One possible explanation for the errors could be related to imprecise and/or unstable positioning of the guide on the glenoid. One hypothesis could be that polyamide guides are too smooth and not stable enough on the glenoid rim. A decision has been already undertaken to move towards use of metallic guides, with the expectation of being more stable. Another possible explanation is that PSG only control the position of the guidewire, and slight errors could also be related to the next steps, such as reaming, determining rotation, or cementing the implant, as reported by Nguyen et al. [14]. Walch et al. reported much better accuracy with the same planning software and a PSG, in a sawbone study considering only the position of the guidewire, not the implant, and thus negating all the subsequent steps of implantation and the potential related errors [16]. In order to demonstrate a real superiority of the PSG method over planning/freehand method, optimization of these PSG should be made to improve stability on the glenoid and include control of reaming (orientation and depth) and rotation.

Nevertheless, PSG method was much more reliable than the freehand method, with only 12% glenoid component considered malpositioned (compared to 44% with freehand method). This point is important and can be considered a real potential benefit of the PSG in routine daily practice, as surgeons may not always be as focused on positioning accuracy as we were in the context of a scientific study. Moreover, it has been reported that more than 70% of shoulder prostheses in the USA are performed by low-volume surgeons (< 10 arthroplasty per year) [24], and it is known that the lack of experience strongly influences the quality of implantation and the outcomes of shoulder arthroplasty [11, 24, 25]. In our series, prostheses were only implanted by high-volume surgeons (> 50 arthroplasties per year). This could explain the lack of strong differences between our series and the PSG series. Patient-specific guides may be of real interest for low-volume surgeons, who are not familiar with glenoid implant positioning, but this would also imply a learning curve for 3D pre-operative planning, as well as for the use of the PSG intra-operatively. Finally, the benefit of using a PSG may be clearer for complex and severely retroverted glenoids, regardless of the surgeon’s experience.

Our work has some limitations. The first is the small number of patients that could affect the statistical comparison. Moreover, our series involved consecutive cases of shoulder arthroplasty, and there were 41% of type A non-retroverted glenoids, for which the use of a PSG was not clearly beneficial.

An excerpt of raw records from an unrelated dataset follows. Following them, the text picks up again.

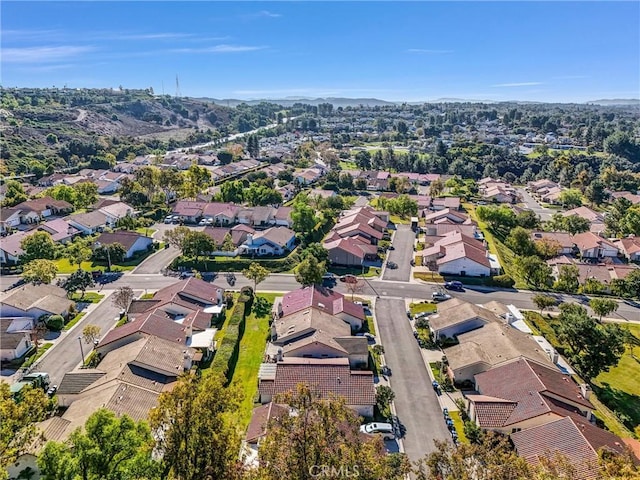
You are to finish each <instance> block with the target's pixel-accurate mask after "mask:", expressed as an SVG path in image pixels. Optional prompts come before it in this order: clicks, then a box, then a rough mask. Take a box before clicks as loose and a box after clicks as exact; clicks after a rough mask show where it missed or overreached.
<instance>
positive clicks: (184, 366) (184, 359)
mask: <svg viewBox="0 0 640 480" xmlns="http://www.w3.org/2000/svg"><path fill="white" fill-rule="evenodd" d="M182 358H183V359H184V363H183V365H184V371H185V372H188V371H189V370H191V365H192V361H191V355H189V352H187V351H186V350H185V351H183V352H182Z"/></svg>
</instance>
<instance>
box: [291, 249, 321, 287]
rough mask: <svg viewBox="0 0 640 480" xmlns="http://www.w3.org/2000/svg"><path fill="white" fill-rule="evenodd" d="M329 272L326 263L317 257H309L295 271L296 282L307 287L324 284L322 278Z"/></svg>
mask: <svg viewBox="0 0 640 480" xmlns="http://www.w3.org/2000/svg"><path fill="white" fill-rule="evenodd" d="M326 271H327V269H326V267H325V263H324V262H318V260H317V259H316V258H315V257H311V256H309V257H307V258H305V259H304V260H302V261H301V262H300V263H299V264H298V266H297V267H296V268H295V269H294V273H295V277H296V281H297V282H298V283H300V284H302V285H304V286H305V287H307V286H310V285H315V284H320V283H322V276H323V275H324V274H325V272H326Z"/></svg>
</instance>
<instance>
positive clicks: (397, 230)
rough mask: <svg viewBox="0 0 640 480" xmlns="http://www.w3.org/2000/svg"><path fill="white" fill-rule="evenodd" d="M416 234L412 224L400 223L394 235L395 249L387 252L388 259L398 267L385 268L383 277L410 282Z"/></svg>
mask: <svg viewBox="0 0 640 480" xmlns="http://www.w3.org/2000/svg"><path fill="white" fill-rule="evenodd" d="M415 240H416V234H415V233H414V232H413V231H412V230H411V226H410V225H398V230H397V231H396V234H395V235H394V237H393V248H394V249H393V250H389V251H388V252H387V261H392V262H395V263H397V264H398V268H396V269H391V268H389V267H388V266H387V267H386V268H385V269H384V274H383V275H382V278H383V279H384V280H393V281H397V282H408V281H409V280H410V278H411V258H412V257H413V246H414V244H415Z"/></svg>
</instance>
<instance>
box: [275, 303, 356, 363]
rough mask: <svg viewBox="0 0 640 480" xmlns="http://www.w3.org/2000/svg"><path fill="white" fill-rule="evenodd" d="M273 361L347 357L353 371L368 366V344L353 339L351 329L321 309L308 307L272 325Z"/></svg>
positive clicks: (293, 313) (337, 318)
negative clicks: (310, 358) (321, 309)
mask: <svg viewBox="0 0 640 480" xmlns="http://www.w3.org/2000/svg"><path fill="white" fill-rule="evenodd" d="M267 353H268V354H269V355H270V356H271V358H276V359H278V360H281V359H282V358H283V357H285V358H289V357H301V358H348V359H349V365H350V366H351V368H359V367H366V366H367V364H368V361H369V347H368V341H367V339H366V338H365V337H353V336H351V328H350V326H349V325H348V324H347V323H345V322H344V321H343V320H341V319H340V318H338V317H335V316H333V315H330V314H328V313H326V312H324V311H323V310H320V309H318V308H314V307H311V308H308V309H306V310H301V311H299V312H296V313H292V314H291V315H287V316H286V317H282V318H278V319H276V320H274V321H273V323H272V324H271V343H270V344H269V347H268V348H267Z"/></svg>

Accuracy of our freehand method could have been lower in a series with a higher number of retroverted glenoids.

Determination of the mean errors of positioning was based on a manual process, with successive steps such as scapula segmentation, metallic markers segmentation, and scapula matching, as previously described. Although all these steps have been previously validated, and the precision controlled at each step of the process, slight errors could have affected the final measurements.

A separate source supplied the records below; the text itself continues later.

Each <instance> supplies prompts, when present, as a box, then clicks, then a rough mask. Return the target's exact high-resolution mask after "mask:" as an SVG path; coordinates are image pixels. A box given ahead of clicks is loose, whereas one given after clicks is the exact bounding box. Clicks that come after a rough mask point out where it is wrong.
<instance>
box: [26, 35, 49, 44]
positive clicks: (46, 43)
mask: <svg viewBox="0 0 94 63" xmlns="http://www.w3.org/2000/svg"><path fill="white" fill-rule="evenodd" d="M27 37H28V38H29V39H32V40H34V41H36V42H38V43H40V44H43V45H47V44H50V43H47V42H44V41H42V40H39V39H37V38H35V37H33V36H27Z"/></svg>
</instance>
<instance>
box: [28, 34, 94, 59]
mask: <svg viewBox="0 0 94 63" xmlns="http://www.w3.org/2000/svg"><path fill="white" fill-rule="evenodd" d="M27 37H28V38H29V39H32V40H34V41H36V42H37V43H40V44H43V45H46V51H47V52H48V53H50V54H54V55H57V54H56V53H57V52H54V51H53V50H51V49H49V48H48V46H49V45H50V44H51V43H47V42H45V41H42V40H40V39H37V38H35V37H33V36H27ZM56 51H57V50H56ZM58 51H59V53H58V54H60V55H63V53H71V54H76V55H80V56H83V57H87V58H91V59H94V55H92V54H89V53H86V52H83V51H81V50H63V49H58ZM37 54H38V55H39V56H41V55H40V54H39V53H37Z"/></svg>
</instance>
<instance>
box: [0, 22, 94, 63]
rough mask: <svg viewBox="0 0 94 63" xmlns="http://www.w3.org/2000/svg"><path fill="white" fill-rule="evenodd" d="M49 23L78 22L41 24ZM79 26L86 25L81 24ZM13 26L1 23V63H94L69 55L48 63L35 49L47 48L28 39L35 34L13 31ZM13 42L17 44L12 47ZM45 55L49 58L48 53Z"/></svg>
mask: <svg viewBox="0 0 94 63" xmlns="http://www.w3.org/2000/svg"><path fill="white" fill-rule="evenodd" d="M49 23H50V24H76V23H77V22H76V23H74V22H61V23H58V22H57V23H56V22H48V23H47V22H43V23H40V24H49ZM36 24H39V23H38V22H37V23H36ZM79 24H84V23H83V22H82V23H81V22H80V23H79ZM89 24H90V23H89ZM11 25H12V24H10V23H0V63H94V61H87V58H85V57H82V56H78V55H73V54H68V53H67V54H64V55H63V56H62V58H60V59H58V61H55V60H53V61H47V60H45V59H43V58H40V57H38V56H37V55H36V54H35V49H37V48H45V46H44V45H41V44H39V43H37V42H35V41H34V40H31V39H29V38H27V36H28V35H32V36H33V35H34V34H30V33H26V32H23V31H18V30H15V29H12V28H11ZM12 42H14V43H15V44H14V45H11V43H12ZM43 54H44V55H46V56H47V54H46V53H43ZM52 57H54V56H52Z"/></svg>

Finally, we had no control group with a standard method without pre-operative planning, to prove the superiority of 3D pre-operative planning over a standard method. Another study with standard implantation without 3D planning, followed by a “post-operative” planning as a reference, could be of interest.

Conclusion

3D pre-operative planning seemed to be useful before total shoulder replacement, to determine the optimal position of glenoid component and give 3D views and landmarks to the surgeon to correctly perform the surgery, with a good expected accuracy. The use of a PSG made the positioning a little more precise, and more reliable, especially for complex and severely retroverted glenoids. Our results could limit the actual enthusiasm towards PSG under this current preliminary form, and should lead to optimizations, so that their benefits become clearer. Additionally, long-term studies would be needed to show if a gain of a very few millimeters or degrees is relevant and could seriously affect long-term outcomes of total shoulder arthroplasty.